I've been experiencing those pre-ruminant rumblings that normally come before a blog post; I knew it would happen eventually. Sometimes there is so much to talk about that it all becomes an inarticulate blur before I can pin any of it down. I suspect I need medication.

The tipping point was on page 4 of my holiday issue of Every Day with Rachael Ray. There she is, swathed in as much religiously neutral sparkle as one can manage while keeping a silver pashmina on one's shoulders and hefting a frosted cake with five lit candles on it AND preventing one's long, perilously-close hair from catching fire. She's a multi-tasker, that one.
Page 4, the table of contents, really, suggests that for a 'quick, cracker-ready spread, stir a crushed candy cane and cracked black pepper into cream cheese'.

Excuse me, I have something in my throat. I think its my lunch.

I'm a bush-league foodie. I'm not afraid of tofu. I know what sorts of things you could cook using rendered duck fat. I know the difference between a shallot and a leek. But I'm pretty sure serving cream cheese with crushed black pepper and candy in it would put me in the company of not the Alton Brown set but the lady with all the dolls whose yard ornamentation is two seasons behind, who gives the kids bare-handfuls of circus peanuts in their trick-or-treat bags and thinks the government has put listening devices in her Lillian Vernon catalog.
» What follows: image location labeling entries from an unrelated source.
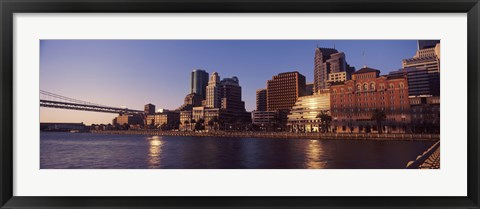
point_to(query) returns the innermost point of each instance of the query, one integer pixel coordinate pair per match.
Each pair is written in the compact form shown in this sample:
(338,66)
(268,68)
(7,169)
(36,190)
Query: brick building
(354,102)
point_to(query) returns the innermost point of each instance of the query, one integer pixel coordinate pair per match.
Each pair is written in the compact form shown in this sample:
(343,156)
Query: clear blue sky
(136,72)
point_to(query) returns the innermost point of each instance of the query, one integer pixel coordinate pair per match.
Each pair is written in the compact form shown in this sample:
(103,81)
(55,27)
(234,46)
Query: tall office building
(231,94)
(328,61)
(261,99)
(149,109)
(198,82)
(213,99)
(428,58)
(420,81)
(309,89)
(354,102)
(424,44)
(284,89)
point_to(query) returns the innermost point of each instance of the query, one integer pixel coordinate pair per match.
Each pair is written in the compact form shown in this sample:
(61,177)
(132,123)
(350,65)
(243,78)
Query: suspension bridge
(51,100)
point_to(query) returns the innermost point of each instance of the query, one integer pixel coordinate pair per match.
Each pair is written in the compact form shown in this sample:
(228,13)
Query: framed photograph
(238,104)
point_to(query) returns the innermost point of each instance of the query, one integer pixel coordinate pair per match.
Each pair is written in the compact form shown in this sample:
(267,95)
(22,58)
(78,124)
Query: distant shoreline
(282,135)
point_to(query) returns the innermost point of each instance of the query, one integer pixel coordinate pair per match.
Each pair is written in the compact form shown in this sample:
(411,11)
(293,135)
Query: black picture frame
(9,7)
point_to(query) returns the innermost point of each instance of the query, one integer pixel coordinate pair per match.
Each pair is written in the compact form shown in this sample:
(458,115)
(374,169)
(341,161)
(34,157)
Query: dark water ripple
(97,151)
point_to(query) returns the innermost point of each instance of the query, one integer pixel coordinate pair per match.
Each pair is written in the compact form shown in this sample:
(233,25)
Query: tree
(325,120)
(379,116)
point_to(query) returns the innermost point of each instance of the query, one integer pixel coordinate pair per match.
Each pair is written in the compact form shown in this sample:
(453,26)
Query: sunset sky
(133,73)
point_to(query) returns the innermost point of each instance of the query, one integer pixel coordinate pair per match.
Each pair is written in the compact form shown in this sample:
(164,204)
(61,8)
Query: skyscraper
(328,61)
(149,109)
(213,91)
(198,82)
(424,44)
(231,95)
(284,89)
(428,58)
(261,99)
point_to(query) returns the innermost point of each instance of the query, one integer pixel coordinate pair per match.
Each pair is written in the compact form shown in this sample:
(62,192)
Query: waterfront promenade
(283,135)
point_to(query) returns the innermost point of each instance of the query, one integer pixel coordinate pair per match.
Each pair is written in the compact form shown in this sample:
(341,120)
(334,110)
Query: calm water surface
(92,151)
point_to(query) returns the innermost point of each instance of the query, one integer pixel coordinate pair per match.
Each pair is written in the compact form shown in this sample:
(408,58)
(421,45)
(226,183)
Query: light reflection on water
(314,153)
(94,151)
(154,151)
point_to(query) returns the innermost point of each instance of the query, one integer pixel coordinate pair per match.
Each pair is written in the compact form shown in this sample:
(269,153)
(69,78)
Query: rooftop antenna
(364,65)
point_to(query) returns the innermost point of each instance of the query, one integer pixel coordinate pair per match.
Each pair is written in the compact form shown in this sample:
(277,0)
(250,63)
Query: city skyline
(133,73)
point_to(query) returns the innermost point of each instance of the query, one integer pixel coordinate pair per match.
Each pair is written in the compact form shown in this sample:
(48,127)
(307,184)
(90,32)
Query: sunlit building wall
(354,102)
(303,116)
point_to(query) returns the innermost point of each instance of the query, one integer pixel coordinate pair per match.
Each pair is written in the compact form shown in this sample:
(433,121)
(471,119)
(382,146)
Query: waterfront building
(304,114)
(425,111)
(265,120)
(185,120)
(261,95)
(338,77)
(420,81)
(328,61)
(231,95)
(354,102)
(198,113)
(128,119)
(282,93)
(190,101)
(264,117)
(167,120)
(198,82)
(149,109)
(213,99)
(284,89)
(428,58)
(150,120)
(424,44)
(308,89)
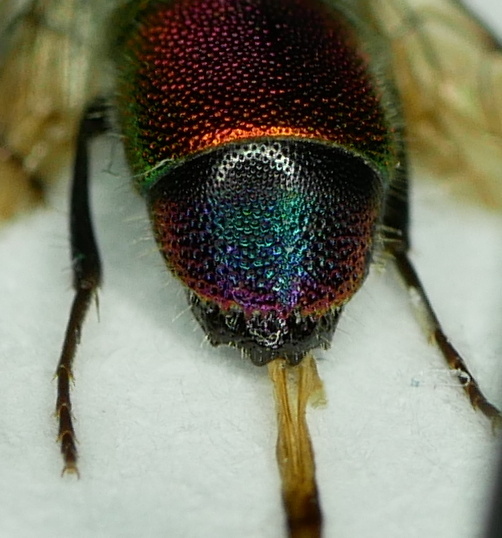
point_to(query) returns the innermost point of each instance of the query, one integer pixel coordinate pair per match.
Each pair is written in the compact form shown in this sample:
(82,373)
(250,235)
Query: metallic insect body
(265,172)
(268,143)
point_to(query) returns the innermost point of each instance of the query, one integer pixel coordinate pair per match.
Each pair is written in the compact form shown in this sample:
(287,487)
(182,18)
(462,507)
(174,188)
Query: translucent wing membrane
(50,55)
(448,69)
(430,70)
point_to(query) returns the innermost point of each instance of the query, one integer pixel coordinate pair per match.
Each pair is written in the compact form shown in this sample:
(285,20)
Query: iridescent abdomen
(257,134)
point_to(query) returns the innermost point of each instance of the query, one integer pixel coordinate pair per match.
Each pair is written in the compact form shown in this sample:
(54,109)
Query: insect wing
(184,444)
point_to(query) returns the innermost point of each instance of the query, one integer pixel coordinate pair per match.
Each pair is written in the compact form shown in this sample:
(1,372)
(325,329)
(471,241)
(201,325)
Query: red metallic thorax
(208,72)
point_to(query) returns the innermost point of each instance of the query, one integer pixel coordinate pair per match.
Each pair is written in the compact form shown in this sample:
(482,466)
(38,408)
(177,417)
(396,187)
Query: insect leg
(452,356)
(86,266)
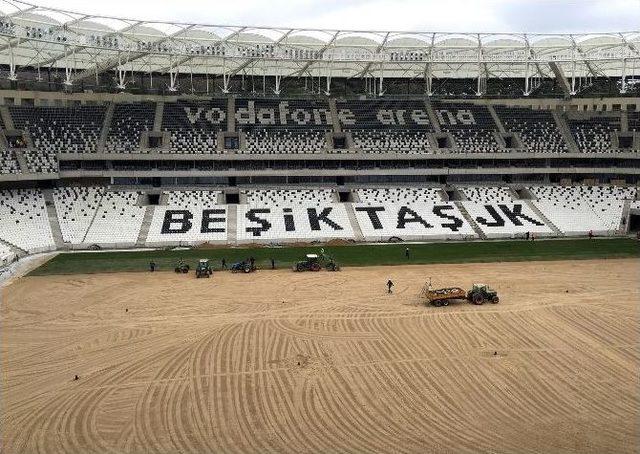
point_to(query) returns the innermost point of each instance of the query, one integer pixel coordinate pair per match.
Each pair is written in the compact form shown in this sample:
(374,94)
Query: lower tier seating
(118,219)
(24,221)
(188,217)
(576,210)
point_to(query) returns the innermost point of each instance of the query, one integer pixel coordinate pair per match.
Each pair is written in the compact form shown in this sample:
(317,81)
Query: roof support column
(428,79)
(12,64)
(623,81)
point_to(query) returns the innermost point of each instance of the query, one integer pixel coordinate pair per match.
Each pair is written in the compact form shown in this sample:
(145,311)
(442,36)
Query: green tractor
(182,267)
(482,293)
(203,269)
(315,262)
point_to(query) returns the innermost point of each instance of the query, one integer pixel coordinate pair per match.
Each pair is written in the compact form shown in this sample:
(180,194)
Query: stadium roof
(85,45)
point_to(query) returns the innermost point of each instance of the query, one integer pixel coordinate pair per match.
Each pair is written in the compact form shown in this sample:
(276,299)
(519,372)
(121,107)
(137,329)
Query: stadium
(396,166)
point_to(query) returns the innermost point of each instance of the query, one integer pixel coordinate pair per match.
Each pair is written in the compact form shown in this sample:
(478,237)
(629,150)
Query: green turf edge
(352,255)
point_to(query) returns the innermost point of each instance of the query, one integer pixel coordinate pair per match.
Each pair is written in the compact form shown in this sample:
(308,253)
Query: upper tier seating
(189,217)
(380,141)
(634,121)
(61,129)
(6,255)
(579,209)
(76,208)
(386,126)
(287,197)
(594,135)
(537,128)
(24,221)
(128,123)
(118,219)
(471,126)
(284,142)
(283,126)
(8,162)
(194,126)
(40,162)
(399,195)
(487,194)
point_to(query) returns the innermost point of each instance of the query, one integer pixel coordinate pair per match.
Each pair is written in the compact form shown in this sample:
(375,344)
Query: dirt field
(324,362)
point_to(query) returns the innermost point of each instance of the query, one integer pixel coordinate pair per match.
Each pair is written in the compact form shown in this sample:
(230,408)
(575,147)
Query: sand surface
(323,362)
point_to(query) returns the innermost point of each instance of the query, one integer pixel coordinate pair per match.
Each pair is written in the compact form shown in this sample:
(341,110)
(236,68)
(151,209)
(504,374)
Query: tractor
(203,269)
(482,293)
(243,266)
(315,262)
(479,294)
(182,267)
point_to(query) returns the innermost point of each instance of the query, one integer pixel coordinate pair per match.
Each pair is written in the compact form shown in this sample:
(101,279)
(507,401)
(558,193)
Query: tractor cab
(204,269)
(481,293)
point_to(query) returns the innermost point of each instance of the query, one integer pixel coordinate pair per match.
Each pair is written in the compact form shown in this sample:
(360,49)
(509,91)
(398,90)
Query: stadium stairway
(432,116)
(564,131)
(470,220)
(624,219)
(22,161)
(53,218)
(496,119)
(542,216)
(146,225)
(16,250)
(337,127)
(232,226)
(6,118)
(357,232)
(157,120)
(106,125)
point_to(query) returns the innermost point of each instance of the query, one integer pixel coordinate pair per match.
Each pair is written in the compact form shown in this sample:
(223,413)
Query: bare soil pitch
(323,362)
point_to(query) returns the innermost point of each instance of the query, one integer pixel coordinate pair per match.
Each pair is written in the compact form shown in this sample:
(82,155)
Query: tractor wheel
(477,298)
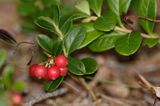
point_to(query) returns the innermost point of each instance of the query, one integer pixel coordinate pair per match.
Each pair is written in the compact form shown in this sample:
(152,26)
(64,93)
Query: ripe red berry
(32,70)
(17,99)
(61,61)
(40,71)
(53,72)
(63,71)
(46,77)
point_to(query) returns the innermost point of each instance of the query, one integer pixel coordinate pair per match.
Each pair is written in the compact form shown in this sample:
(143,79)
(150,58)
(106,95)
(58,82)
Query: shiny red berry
(17,99)
(46,77)
(61,61)
(40,71)
(32,69)
(53,72)
(63,71)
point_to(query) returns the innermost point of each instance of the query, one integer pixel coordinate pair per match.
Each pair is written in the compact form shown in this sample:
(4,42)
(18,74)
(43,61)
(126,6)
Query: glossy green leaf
(147,8)
(124,6)
(96,6)
(105,42)
(52,85)
(83,6)
(74,38)
(7,76)
(107,22)
(128,44)
(90,37)
(90,65)
(3,57)
(47,23)
(150,42)
(76,66)
(118,7)
(45,42)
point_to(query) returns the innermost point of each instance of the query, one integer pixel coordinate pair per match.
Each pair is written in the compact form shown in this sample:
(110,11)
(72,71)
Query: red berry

I have a tenuous relationship with December. In years past it has just been the kickoff of Ye Olde Seasone of Suck, replete with weather-inspired anxieties and holiday expectation vs. reality funk. I'm disorganized, not the best housekeeper, and gift-purchasing turns me into Cindy Brady on 'Question the Kids' (more for the blank look than the 'Swiss Miss' braids). I find myself preoccupied with people who lack a social network this time of year, whose story does not have a Hallmark movie ending after two hours of gentle misunderstanding, over-magnified danger, and clever golden retrievers. (They're all around you! Try not to think about it. Ooops! Too late.)
Some Christmases past have been very dark indeed.

This December is better. I have a job I love. My obligatory bad-weather driving has been slashed to almost nothing. My house is still messy, but I do what I can and I release the rest. I'd like to have more money for presents, but since that only triggers my standing in Target with a deer-in-headlights look and a frozen brain its just as well. And I've realized just in the nick of time what I should do every year around this time-- slow down. Breathe. Look around. Take it in. Be peacefully quiet. Receive. Listen. Love with an undistracted heart.

And if all else fails, begin at the beginning.